Dave Ryan 202-564-7827 / (

As a follow-up to recommendations to promote the use of combined heat and power in President Bush’s National Energy Policy Report, EPA joined with 17 Fortune 500 companies, city and state governments and nonprofits in Washington, D.C. today to announce the Combined Heat and Power Partnership, a more efficient, clean and reliable alternative to conventional electricity generation.

Combined heat and power (CHP), also known as co-generation, is a highly efficient form of electric generation, which recycles and utilizes heat that is normally lost under traditional power combustion methods. CHP captures this leftover heat, providing a source of residential and industrial heating and air conditioning in the local area around a power plant.

“Combined Heat and Power is not only better than conventional electricity generation at reducing air pollution and fuel consumption, it’s more reliable and costs less to do so,” said EPA Administrator Christie Whitman. “Founding partners in this program are leading the way toward a cleaner future.“

At the kick-off event at EPA Headquarters today, partners in the program agreed to work with the Agency to develop and promote the benefits of new CHP projects. EPA will provide public recognition of projects and benefits to the company, public and the environment. EPA will also support accelerated development of new projects, through education, streamlined permitting and provision of technical tools and services.

In fact, CHP systems are already being used by the 17 founding partners: Abbott Laboratories, Archer Daniels Midland, Bethlehem Steel, Caterpillar Energy Products Group, Dow Chemical, ExxonMobil, General Motors, International Paper, Real Energy, Solar Turbines, Texaco Power and Gasification International, Trigen Energy, U.S. Steel, Verizon Communications and Weyerhaeuser, the College of New Jersey in Ewing, and the University of North Carolina at Chapel Hill. The Partnership also includes “endorsing” organizations: Gas Technology Institute, International District Energy Association, Midwest Application Center for CHP for Buildings, Midwest Cogeneration Association, Northeast-Midwest Institute, and the U.S. Combined Heat and Power Association. The New York State Energy Research and Development Authority is also a partner.

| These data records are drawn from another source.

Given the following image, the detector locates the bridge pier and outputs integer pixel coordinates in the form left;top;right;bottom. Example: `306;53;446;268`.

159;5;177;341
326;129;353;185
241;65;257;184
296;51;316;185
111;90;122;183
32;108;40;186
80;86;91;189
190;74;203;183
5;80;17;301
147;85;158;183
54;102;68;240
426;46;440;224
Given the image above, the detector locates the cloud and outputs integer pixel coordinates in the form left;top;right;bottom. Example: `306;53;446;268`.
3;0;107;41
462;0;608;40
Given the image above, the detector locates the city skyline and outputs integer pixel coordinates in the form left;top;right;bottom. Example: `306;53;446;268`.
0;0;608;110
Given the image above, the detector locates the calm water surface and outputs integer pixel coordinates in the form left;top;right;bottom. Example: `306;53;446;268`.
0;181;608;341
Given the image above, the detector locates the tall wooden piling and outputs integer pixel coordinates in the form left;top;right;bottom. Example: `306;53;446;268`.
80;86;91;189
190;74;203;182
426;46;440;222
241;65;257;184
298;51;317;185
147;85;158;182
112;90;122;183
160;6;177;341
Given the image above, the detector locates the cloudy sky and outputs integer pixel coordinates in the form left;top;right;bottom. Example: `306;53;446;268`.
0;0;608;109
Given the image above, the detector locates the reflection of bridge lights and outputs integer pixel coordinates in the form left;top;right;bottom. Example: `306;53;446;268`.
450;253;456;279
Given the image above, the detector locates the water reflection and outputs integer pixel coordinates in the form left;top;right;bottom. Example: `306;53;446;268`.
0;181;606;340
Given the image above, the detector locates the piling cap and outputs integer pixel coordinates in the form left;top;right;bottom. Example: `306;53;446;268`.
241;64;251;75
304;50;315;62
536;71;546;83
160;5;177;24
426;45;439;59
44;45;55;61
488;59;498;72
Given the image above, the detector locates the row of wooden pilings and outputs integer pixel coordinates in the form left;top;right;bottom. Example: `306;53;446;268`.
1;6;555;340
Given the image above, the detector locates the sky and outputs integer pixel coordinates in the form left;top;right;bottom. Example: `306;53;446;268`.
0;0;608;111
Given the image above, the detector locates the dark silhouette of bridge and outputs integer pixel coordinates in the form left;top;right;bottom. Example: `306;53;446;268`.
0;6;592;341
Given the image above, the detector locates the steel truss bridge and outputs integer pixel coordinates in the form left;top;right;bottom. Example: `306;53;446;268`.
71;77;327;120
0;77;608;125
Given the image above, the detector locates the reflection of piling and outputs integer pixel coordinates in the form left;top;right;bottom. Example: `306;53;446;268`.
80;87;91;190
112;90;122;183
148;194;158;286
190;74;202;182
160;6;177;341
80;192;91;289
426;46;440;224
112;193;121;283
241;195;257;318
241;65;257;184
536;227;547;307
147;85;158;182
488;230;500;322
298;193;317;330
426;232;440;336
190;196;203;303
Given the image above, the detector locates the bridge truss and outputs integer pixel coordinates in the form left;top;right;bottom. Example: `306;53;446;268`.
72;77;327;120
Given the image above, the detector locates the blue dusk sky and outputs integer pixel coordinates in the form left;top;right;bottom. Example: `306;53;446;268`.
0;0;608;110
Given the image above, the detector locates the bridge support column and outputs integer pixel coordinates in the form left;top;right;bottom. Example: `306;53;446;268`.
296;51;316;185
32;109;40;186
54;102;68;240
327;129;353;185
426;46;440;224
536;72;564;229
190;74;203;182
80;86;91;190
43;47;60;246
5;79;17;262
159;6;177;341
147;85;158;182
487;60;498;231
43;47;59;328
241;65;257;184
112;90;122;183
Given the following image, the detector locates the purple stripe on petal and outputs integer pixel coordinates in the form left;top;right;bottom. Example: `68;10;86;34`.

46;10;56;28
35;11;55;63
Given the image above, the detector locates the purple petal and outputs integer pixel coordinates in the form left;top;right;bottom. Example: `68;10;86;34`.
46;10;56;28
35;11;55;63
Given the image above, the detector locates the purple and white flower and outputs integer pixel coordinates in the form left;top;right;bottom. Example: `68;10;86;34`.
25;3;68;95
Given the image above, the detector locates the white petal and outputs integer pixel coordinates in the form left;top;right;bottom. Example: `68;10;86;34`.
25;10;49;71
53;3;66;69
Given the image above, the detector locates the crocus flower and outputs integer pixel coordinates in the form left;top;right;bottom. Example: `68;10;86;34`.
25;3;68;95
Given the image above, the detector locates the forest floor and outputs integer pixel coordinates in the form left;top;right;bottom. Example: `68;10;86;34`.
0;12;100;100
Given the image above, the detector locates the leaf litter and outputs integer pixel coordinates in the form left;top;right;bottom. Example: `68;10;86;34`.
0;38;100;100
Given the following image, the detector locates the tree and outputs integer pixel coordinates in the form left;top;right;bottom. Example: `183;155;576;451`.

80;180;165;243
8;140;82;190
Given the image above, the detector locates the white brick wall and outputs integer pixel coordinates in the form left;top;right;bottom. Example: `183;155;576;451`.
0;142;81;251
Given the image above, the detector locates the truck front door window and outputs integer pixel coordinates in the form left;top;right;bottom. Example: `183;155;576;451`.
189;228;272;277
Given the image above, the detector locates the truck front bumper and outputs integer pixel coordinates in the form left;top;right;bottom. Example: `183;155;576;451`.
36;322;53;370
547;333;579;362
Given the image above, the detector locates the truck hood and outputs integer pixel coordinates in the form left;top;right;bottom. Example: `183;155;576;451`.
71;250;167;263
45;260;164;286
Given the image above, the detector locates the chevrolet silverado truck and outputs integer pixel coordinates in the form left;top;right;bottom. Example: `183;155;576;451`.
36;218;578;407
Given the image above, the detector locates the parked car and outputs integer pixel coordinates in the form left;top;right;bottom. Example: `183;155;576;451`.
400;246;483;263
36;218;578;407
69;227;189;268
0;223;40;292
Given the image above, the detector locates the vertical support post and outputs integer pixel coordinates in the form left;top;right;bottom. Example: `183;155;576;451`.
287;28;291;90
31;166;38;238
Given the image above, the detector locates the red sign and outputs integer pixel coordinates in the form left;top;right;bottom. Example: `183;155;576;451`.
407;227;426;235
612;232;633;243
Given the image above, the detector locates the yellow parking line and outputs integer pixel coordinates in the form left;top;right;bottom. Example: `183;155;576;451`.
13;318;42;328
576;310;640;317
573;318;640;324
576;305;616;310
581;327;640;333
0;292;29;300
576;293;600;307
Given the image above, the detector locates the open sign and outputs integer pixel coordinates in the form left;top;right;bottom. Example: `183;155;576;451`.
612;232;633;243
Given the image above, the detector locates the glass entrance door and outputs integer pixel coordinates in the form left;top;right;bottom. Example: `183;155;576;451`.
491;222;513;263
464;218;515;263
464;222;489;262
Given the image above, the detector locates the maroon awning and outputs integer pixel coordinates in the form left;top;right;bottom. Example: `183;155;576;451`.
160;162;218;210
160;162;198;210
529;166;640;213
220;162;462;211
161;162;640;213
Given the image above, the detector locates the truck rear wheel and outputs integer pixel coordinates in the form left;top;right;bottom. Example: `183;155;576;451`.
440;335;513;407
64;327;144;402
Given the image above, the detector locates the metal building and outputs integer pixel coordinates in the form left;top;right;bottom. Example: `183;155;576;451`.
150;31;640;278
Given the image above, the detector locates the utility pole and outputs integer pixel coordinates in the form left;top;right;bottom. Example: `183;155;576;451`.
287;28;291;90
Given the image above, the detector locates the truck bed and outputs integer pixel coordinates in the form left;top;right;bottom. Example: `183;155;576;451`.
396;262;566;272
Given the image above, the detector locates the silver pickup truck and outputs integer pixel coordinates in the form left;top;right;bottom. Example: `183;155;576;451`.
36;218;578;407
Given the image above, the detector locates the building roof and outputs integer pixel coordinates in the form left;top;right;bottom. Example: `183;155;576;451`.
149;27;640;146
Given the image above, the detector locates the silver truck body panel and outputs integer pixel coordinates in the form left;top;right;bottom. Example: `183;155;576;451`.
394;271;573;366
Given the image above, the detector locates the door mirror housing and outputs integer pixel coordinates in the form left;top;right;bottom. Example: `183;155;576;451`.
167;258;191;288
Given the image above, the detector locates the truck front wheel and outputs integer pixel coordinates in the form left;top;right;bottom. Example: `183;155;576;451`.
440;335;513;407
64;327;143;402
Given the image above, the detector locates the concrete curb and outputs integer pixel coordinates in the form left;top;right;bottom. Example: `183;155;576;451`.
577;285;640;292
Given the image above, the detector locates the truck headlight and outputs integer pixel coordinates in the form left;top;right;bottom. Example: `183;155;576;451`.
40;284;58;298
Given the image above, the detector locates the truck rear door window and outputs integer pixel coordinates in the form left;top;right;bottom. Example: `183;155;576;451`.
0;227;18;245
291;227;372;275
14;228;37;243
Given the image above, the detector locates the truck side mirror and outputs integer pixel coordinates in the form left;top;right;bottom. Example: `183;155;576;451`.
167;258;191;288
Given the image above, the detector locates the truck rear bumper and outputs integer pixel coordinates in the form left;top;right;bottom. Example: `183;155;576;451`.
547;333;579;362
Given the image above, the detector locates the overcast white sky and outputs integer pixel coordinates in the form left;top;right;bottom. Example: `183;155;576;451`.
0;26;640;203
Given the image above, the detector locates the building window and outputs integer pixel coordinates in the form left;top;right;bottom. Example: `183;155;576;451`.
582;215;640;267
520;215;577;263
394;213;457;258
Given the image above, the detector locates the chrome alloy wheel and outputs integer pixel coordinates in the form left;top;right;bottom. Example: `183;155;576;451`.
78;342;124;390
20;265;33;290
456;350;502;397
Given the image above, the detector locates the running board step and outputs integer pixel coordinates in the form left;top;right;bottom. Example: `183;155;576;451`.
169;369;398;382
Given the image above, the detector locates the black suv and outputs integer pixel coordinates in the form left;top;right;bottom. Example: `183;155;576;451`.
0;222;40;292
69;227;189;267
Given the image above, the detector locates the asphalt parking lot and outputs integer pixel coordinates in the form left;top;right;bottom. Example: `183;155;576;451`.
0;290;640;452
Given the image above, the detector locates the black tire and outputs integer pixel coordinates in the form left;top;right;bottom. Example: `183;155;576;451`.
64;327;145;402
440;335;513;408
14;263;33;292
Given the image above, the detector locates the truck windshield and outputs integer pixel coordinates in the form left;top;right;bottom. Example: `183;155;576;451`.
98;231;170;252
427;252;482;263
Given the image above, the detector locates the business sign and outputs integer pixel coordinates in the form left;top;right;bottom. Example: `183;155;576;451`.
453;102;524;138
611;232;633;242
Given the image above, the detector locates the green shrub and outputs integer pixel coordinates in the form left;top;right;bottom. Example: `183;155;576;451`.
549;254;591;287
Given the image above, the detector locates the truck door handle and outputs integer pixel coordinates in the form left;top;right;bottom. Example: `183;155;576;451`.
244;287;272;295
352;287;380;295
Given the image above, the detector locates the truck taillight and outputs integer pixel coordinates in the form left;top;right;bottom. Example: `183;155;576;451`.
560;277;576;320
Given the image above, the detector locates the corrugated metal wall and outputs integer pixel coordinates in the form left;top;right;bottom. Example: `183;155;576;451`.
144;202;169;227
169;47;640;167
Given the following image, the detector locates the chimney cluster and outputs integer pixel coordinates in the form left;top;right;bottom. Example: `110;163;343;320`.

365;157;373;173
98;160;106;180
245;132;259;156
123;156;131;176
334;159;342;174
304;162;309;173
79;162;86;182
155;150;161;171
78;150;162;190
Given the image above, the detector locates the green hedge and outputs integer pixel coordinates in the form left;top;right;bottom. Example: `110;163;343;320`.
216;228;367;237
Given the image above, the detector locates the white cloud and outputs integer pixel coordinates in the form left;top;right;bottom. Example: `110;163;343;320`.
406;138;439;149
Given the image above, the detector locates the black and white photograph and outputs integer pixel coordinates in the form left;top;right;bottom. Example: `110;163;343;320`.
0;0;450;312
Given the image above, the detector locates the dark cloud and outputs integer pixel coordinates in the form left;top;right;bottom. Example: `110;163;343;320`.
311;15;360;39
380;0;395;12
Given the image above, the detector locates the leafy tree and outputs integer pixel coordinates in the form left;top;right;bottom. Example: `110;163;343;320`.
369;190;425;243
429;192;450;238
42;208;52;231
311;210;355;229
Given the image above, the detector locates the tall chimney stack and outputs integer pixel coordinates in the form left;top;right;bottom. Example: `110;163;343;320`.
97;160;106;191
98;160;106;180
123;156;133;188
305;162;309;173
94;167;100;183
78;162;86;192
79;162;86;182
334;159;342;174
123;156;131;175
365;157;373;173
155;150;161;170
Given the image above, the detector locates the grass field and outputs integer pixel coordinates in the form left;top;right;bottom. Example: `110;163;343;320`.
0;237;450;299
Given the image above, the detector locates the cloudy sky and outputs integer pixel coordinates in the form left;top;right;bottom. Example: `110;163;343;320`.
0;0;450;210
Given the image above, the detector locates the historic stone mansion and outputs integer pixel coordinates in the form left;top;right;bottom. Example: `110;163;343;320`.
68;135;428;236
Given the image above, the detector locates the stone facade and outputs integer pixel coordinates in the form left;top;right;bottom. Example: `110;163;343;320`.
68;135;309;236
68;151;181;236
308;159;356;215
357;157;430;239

These existing CHP projects of the founding partners represent more than 5,800 megawatts of power generating capacity, an amount capable of serving almost six million households (about the size of the Washington, D.C. metropolitan area). The projects annually reduce the main global warming gas, carbon dioxide, by more than 8 million tons above what would achieved from traditional generation methods; in addition, the annual energy savings equal 19 million barrels of oil more than would be attained under conventional combustion.
Today’s kick-off event is followed by the National CHP Roadmap Workshop Oct. 16-17 at the Pier 5 Hotel in Baltimore, Md., sponsored by the U.S. Dept. of Energy, EPA and the U.S. Combined Heat and Power Association. The workshop addresses strategies to accelerate use of CHP systems throughout the United States.

In addition to establishing the CHP Partnership, EPA is working to implement several other actions to promote co-generation in the United States. EPA will be publishing soon in the Federal Register draft guidance clarifying the Clean Air Act requirements for constructing CHP facilities, to speed permitting and ensure that environmental benefits are fully realized. In another action, EPA will evaluate CHP applications under its Brownfields program. Brownfields helps communities to reduce the potential health risks and restore the economic viability of abandoned, idled or under-used industrial and commercial properties. By the end of the year, EPA will put up a special website for Combined Heat and Power Partnership.